Greens: komatsuna or chingen-sai - best added at the end, to retain bright color.

Sato-imo - peel thickly and parboil in one or two changes of water before adding to soup.

Eggplant - tends to look awful in miso-soup, but is fine in shoyu broth!

Grilled mochi turns this soup into a regional o-zouni for New Year.

Toppings - finely chopped negi in winter, myouga in summer.

The Thoroughly Modern Inari-zushi

This is strrraight (well, roughly) from NHK's "Tameshite Gatten" version, because it works. Recently, I've thought that inari-zushi were too sweet...but if you tone them down, they are too bland. When I read the NHK version, I immediately noticed the sushi rice - NO SUGAR! Aha! 

I do sometimes make sushi rice with no sugar, and I'm convinced that the sweetness of modern sushi rice has a lot to do with how long the sushi sits around after being made, and also the move away from salad-type homestyle chirashi-zushi, or sushi wrapped in tofu or leaves to the eye appeal and easy serving of nigiri and maki. No-sugar sushi rice doesn't stick together as well, and can get dry...but that's no problem with inari-zushi, and the fresh taste of vinegar is perfect with fried tofu pouches with the traditional strong flavor.

These are tasty but not cloying, perfect picnic and bento food, and a very good dinner with shira-ae (tofu-dressing and vegetables) and vegetable soup in a shoyu broth.
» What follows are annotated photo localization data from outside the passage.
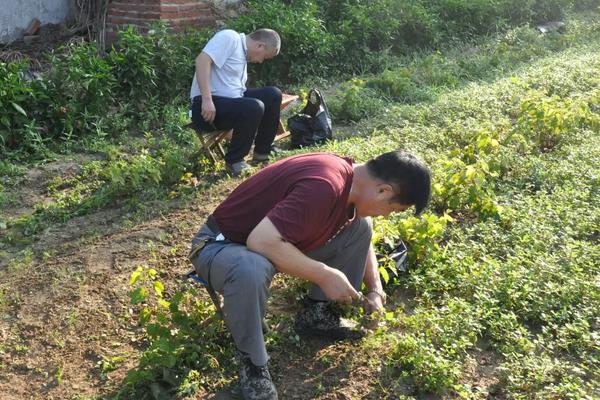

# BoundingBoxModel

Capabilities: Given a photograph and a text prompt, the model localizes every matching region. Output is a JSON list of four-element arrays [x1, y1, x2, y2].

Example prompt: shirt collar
[[240, 33, 247, 57]]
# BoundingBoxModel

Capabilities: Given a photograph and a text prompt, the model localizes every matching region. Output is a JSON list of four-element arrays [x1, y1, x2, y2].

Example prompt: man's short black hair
[[366, 149, 431, 215]]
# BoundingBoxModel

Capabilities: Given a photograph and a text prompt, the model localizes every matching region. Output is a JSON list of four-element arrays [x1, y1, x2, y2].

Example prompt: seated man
[[190, 28, 282, 176], [189, 150, 431, 400]]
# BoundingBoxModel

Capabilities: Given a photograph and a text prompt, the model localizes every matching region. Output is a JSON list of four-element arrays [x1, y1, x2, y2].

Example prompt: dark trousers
[[191, 86, 282, 164]]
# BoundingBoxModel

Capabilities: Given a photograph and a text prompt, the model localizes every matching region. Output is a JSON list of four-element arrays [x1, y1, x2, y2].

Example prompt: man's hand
[[201, 98, 216, 124], [364, 291, 385, 329], [318, 268, 361, 304], [247, 218, 361, 304]]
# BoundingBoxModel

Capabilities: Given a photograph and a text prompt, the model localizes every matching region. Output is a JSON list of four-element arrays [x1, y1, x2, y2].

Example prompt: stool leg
[[216, 142, 226, 159]]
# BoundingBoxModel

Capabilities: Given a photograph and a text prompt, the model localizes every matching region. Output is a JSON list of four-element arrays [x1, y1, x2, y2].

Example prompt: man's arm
[[247, 217, 361, 304], [362, 243, 385, 313], [195, 52, 216, 123]]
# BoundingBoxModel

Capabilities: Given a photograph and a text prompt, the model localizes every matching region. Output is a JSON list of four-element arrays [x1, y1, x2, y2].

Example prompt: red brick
[[161, 11, 204, 18], [110, 3, 162, 13], [164, 0, 209, 5], [108, 0, 217, 33], [24, 18, 41, 35]]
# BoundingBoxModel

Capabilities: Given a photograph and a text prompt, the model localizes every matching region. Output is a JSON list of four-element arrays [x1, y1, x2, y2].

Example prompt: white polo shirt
[[190, 29, 248, 99]]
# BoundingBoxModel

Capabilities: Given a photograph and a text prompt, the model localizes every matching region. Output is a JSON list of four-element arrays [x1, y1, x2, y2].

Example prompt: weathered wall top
[[105, 0, 243, 43], [0, 0, 75, 43]]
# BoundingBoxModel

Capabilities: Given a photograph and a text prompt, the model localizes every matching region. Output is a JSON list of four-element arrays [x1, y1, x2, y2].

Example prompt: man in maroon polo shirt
[[190, 150, 431, 400]]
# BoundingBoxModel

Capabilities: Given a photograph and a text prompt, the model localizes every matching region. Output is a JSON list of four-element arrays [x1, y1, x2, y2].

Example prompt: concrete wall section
[[0, 0, 75, 43]]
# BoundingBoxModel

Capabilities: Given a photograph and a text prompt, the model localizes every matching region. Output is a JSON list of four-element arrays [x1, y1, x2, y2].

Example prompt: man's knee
[[244, 99, 265, 120], [228, 252, 275, 293], [265, 86, 282, 104]]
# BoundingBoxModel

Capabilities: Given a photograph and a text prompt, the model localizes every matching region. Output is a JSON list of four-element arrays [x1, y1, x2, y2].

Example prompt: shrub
[[228, 0, 336, 84], [124, 266, 230, 398], [103, 151, 163, 198], [328, 79, 388, 122], [46, 41, 116, 141], [0, 61, 49, 152], [148, 23, 213, 102], [427, 0, 510, 38], [533, 0, 574, 22], [109, 26, 157, 110], [366, 68, 432, 103], [517, 90, 592, 151], [320, 0, 437, 50]]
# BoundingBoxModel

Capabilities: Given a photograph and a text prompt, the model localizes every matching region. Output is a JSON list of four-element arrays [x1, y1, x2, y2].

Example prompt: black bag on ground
[[288, 89, 332, 149]]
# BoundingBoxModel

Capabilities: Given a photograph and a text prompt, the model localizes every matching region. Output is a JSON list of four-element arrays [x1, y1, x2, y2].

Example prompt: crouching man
[[189, 150, 431, 399]]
Sushi Rice for Inari-zushi

Per 2 cups (Japanese rice cup measure) of rice:

75 ml rice vinegar

scant t salt (4 g - bit less  is OK if using 1 T red pickled ginger, finely chopped)
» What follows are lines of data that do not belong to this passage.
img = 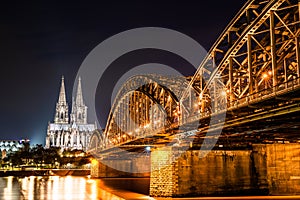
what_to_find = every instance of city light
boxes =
[145,146,151,151]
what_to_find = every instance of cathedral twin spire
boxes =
[54,76,87,125]
[58,76,67,104]
[75,77,84,106]
[54,76,68,124]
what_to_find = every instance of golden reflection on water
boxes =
[0,176,127,200]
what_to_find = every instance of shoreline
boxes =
[0,169,90,177]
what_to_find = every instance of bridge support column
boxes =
[90,158,100,178]
[150,148,257,197]
[270,11,278,91]
[296,36,300,81]
[247,34,253,96]
[150,147,178,197]
[229,56,234,106]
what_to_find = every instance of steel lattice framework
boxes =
[183,0,300,113]
[89,75,188,153]
[89,0,300,154]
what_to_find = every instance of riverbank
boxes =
[0,169,90,177]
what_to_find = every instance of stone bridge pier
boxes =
[150,144,300,197]
[150,147,256,197]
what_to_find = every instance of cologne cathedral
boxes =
[45,76,96,151]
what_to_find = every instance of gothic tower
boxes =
[71,77,88,124]
[54,76,69,124]
[46,75,95,150]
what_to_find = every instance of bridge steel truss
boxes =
[89,75,188,153]
[182,0,300,121]
[89,0,300,154]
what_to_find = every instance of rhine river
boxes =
[1,176,300,200]
[0,176,151,200]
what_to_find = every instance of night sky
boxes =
[0,1,247,145]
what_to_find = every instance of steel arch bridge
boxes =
[89,0,300,155]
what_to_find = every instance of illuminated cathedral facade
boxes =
[45,76,96,151]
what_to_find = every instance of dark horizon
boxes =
[0,1,247,145]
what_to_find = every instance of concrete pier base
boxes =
[149,147,177,197]
[150,147,256,197]
[253,143,300,195]
[149,144,300,197]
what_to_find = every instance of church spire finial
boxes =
[54,76,69,124]
[71,76,88,124]
[75,76,84,106]
[58,76,67,104]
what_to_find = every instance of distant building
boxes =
[45,76,96,151]
[0,139,29,158]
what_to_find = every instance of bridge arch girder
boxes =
[102,74,188,150]
[88,129,104,154]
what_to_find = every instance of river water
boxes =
[1,176,300,200]
[0,176,151,200]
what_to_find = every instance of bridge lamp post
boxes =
[262,73,268,90]
[178,101,183,125]
[143,124,150,136]
[194,102,199,115]
[221,90,227,97]
[144,123,150,129]
[262,71,272,90]
[135,128,140,132]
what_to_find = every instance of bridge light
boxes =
[268,71,272,75]
[262,73,268,79]
[145,146,151,151]
[167,96,171,102]
[91,159,98,165]
[128,132,132,135]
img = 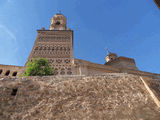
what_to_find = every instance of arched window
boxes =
[0,69,2,75]
[5,70,10,76]
[12,72,17,76]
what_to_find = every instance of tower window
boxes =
[55,21,60,25]
[5,70,10,76]
[12,72,17,76]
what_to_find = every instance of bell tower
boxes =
[27,13,74,75]
[49,13,67,30]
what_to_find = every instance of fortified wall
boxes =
[0,73,160,119]
[0,13,160,78]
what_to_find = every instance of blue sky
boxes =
[0,0,160,74]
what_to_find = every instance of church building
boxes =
[0,13,160,78]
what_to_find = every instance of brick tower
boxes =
[27,13,74,75]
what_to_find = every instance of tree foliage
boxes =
[23,58,54,76]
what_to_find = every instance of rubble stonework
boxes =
[0,73,160,120]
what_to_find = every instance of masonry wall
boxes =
[0,73,160,120]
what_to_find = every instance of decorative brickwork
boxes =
[27,30,73,75]
[26,14,74,75]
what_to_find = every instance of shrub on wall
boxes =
[23,58,54,76]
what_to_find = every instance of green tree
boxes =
[23,58,54,76]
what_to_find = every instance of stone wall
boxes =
[0,73,160,120]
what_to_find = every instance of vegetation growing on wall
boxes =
[23,58,54,76]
1 T finely chopped red pickled ginger (the cheap type you buy pre-shredded)

1 T toasted black sesame seeds

Alternatives - finely chopped green shiba-zuke (cheap type), 1 t salt-pickled sansho seeds, white toasted sesame seeds plus finely shredded green shiso leaves.

Inari-zushi Pouches

3 slices thin fried tofu (aburage, usu-age)  1 pack - 6 pouches if pre-cut.

The cheap type are thinner and better for this dish than expensive products! Make plenty, these freeze well. If not prepared for inari-zushi, pop the aburage on a chopping board and use a rolling pin or several long chopsticks to roll back and forth a few times - this loosens the two layers. Cut in half into two squares, then gently pull apart to make pouches.

simmer 3 minutes in plenty of water, then drain. Use a saucer, drop-lid, or large strainer/colander to keep tofu under the surface of the water.

In clean pan, heat till dissolved:

5 T sugar (about 1/3 J cup)

3 T shoyu (1/4 J cup)

300 ml water

Replace aburage, and use some kind of drop lid, and simmer till liquid has almost gone. If you want, you can leave them overnight for flavor to penetrate fully, and reheat before using next day, but they are perfectly tasty used straight away.

I don't squeeze them, but lay them to drain on a cake cooler or kitchen paper etc.

With wet hands, take 2 small T of rice and gently squeeze to make a ping-pong sized rice ball. Pop into the pouches, pressing into corners if you feel you must, then lay upside down on serving plate so that the opening doesn't show.